Perché dire di no al fumo

di Emanuele Crosti

Il fumo di tabacco è composto da oltre 4800 sostanze che si sviluppano per lo più durante la combustione. Alle sostanze naturalmente presenti nella foglia di tabacco essiccata si aggiungono quelle introdotte durante la produzione.
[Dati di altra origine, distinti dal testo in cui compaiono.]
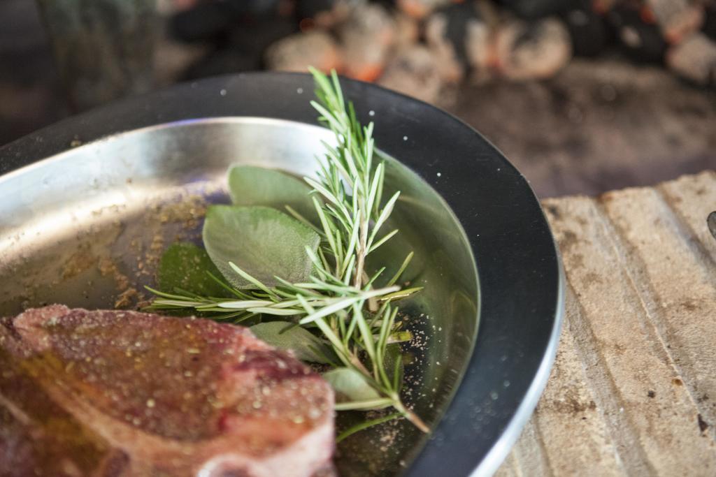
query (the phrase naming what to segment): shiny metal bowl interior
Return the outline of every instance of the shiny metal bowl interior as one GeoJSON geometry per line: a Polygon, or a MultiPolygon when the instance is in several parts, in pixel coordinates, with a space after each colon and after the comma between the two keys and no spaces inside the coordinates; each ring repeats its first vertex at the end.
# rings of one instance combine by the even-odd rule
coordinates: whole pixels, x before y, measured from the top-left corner
{"type": "MultiPolygon", "coordinates": [[[[311,175],[321,139],[332,141],[325,129],[281,119],[178,122],[115,134],[0,177],[0,315],[54,302],[135,305],[143,285],[154,284],[161,250],[179,238],[198,240],[205,204],[228,202],[231,164],[311,175]]],[[[406,275],[425,289],[405,303],[421,342],[409,352],[407,399],[435,423],[475,343],[478,275],[445,201],[405,166],[387,161],[387,192],[402,192],[392,216],[400,234],[377,259],[397,268],[407,251],[415,253],[406,275]]],[[[384,430],[347,440],[342,475],[398,473],[426,436],[406,422],[395,431],[390,445],[381,441],[384,430]]]]}
{"type": "MultiPolygon", "coordinates": [[[[404,194],[402,242],[383,253],[397,262],[405,250],[396,258],[396,248],[415,248],[408,272],[427,287],[407,310],[428,340],[411,350],[408,387],[422,390],[411,398],[433,427],[427,439],[410,426],[386,441],[358,434],[339,449],[339,467],[349,476],[490,475],[554,359],[564,282],[549,226],[525,178],[478,132],[374,85],[342,79],[342,87],[400,162],[389,160],[388,182],[404,194]]],[[[313,171],[326,132],[312,127],[312,88],[301,74],[218,77],[0,147],[0,312],[140,300],[132,289],[152,282],[161,250],[196,240],[205,202],[227,200],[228,164],[313,171]]]]}

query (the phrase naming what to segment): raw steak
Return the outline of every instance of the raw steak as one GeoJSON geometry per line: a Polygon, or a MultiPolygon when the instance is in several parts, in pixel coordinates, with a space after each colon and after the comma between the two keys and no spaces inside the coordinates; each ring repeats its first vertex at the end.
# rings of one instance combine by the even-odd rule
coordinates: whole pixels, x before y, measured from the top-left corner
{"type": "Polygon", "coordinates": [[[0,321],[0,476],[330,468],[333,393],[246,328],[52,305],[0,321]]]}

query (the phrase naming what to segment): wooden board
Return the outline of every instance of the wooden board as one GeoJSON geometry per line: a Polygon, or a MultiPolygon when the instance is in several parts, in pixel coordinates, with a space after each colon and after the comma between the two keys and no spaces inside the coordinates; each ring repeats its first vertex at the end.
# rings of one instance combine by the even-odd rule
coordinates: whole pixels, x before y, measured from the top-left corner
{"type": "Polygon", "coordinates": [[[716,475],[716,173],[543,205],[566,315],[497,475],[716,475]]]}

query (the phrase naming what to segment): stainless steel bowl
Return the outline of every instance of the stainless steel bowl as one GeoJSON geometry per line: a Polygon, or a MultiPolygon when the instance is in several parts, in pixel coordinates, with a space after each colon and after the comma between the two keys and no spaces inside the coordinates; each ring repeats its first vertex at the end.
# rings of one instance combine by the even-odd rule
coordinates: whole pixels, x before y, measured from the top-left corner
{"type": "MultiPolygon", "coordinates": [[[[402,192],[400,239],[382,254],[413,250],[408,273],[425,285],[407,304],[424,337],[410,350],[408,400],[434,431],[402,423],[356,435],[339,466],[357,476],[490,473],[556,350],[563,293],[549,229],[524,179],[478,133],[423,103],[344,84],[359,116],[376,123],[387,187],[402,192]]],[[[315,172],[320,141],[332,138],[313,124],[311,91],[300,74],[212,79],[0,149],[0,315],[54,302],[136,305],[163,247],[198,240],[205,205],[228,200],[230,164],[315,172]]]]}

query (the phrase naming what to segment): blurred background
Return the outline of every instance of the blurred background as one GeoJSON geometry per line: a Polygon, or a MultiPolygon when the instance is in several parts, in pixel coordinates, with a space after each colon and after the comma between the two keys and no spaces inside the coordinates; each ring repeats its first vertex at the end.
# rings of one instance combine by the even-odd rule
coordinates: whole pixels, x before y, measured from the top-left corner
{"type": "Polygon", "coordinates": [[[541,197],[716,168],[711,0],[0,0],[0,145],[177,82],[306,64],[447,109],[541,197]]]}

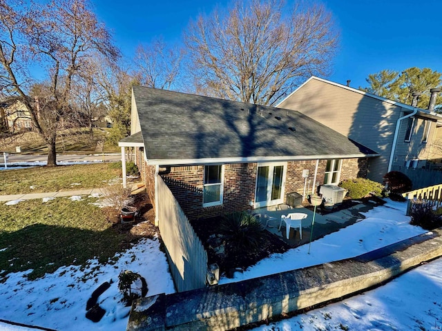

Le più note componenti presenti nel fumo di tabacco sono:

  1. la nicotina: è la sostanza presente naturalmente nelle foglie di tabacco ed è quella che fisiologicamente induce la dipendenza. Una volta inalato il fumo, attraverso i polmoni viene assorbita e in 7-10 secondi arriva nel sangue e nel sistema nervoso centrale, inducendo il rilascio di numerose altre sostanze.
  2. Il catrame: si forma durante la combustione ed è un composto nero e appiccicoso composto da centinaia di sostanze chimiche, per circa 90 di queste è stata dimostrata la cancerosità, gli idrocarburi policiclici aromatici e le N-nitrosammine sono i principali colpevoli.
  3. Monossido di carbonio (CO): è un gas incolore e inodore, che si forma per combustione incompleta di composti contenenti carbonio. Non è contenuto solo nel fumo del tabacco ma si forma nelle combustioni incomplete in genere, sono purtroppo noti i casi di avvelenamento da CO per difetti di combustione di scaldabagni, stufette, … Se la combustione è completa si forma dell’innocua anidride carbonica (CO2).

L’OMS definisce il fumo “la prima causa di morte evitabile” nei paesi occidentali e in Italia il fumo provoca più di 85.000 morti all’anno.
Il fumo non è solo direttamente correlato all’aumento di rischio di tumori nei polmoni e in altre parti del sistema respiratorio ma interviene anche sul sistema cardiovascolare , favorendo l’ipertensione, malattie ischemiche ed infarti.
Il fumo aumenta anche la secrezione gastrica favorendo stati infiammatori e gastriti che possono degenerare in ulcere.

Figura - Perché dire di no al fumo

 

Non esiste ambito del corpo umano in cui il fumo non intervenga:

    • favorisce l’osteoporosi, la progressiva perdita di massa ossea e della relativa resistenza;
    • provoca il doppio dei casi di impotenza nei maschi e il fumo durante la gravidanza, oltre a nuocere direttamente alla madre, aumenta il rischio di parti prematuri o di nascituri comunque sotto peso;
    • oltre che un alito “importante”, macchia i denti (sia veri che finti), aumenta la formazione e il deposito del tartaro che provoca carie e infiammazioni gengivali infine oltre l’80% circa di tutti i carcinomi orali sono attribuibili al fumo;
    • In generale il fumo toglie ossigeno ai tessuti perché il CO che viene inalato si lega al posto dell’ossigeno all’emoglobina, la proteina dei globuli rossi che è il trasportatore dell’ossigeno nel corpo;
    • modifica e altera la percezione del gusto e degli odori;
    • è un fattore di rischio anche per le apnee del sonno, patologia che determina numerosi micro-risvegli durante la notte, diminuendo drasticamente la qualità del riposo, con tutte le relative conseguenze negative sulla salute.

 

Da qualunque parte si affronti il discorso del fumo, esistono molte motivazioni valide per smettere di fumare.